‘Yes, sir,’ said the maid; ‘I’ll tell her you want to see her, sir.’
Presently Joanna came down, her face flushed, in great excitement.
‘What was that row about?’ asked Mr. Worthivale, still in the hall. ‘Were you and Emily having romps or tickling each other? Or have you hurt yourself? I care not. I will not have a caterwauling in my house. Why, bless my soul! the Duke or one of their Lordships might have been here, and then—what would have been thought of my house, I should like to know? What made you scream, or laugh, or cry, or whatever was the noise I heard?’

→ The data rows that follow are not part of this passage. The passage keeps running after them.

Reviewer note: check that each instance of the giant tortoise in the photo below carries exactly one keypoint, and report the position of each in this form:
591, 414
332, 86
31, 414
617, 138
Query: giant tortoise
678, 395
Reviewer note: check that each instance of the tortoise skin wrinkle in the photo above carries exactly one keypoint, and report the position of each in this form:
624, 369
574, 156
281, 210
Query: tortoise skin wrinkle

‘Please, sir,’ said Joanna, half crying, ‘it is too bad! I had set my heart on it, and now it is utterly spoiled.’
‘What is spoiled?’
‘The pink silk.’
‘Pink silk! What pink silk?’
‘Oh, sir! I had a beautiful pink silk dress, and as there was to be a dance at Court Royal for the tenants and servants, I sent to Plymouth to have it forwarded.’
‘Pink silk! What next! You come out in pink silk!’
‘Lady Grace has been teaching me to dance. Miss Lucy can tell you, sir; she has helped.’
‘But—that does not justify pink silk.’
‘I can’t wear it; it is spoiled,’ said Joanna in a doleful voice. ‘The Ems Water has run all over it.’
‘Ems Water!’ gasped Mr. Worthivale. ‘What have you to do with Ems Water?’
‘Please, sir, the master put in three bottles with the pink silk, because, he said, the change of diet here might have heated my blood, and something cooling and lowering
’‘The master!—What master?—Colonel Delany?’
‘No, sir, not Colonel Delany; another master.’
‘What, a doctor? I did not know you had been with a doctor.’
‘He was not exactly a doctor—but he did bleed people pretty freely.’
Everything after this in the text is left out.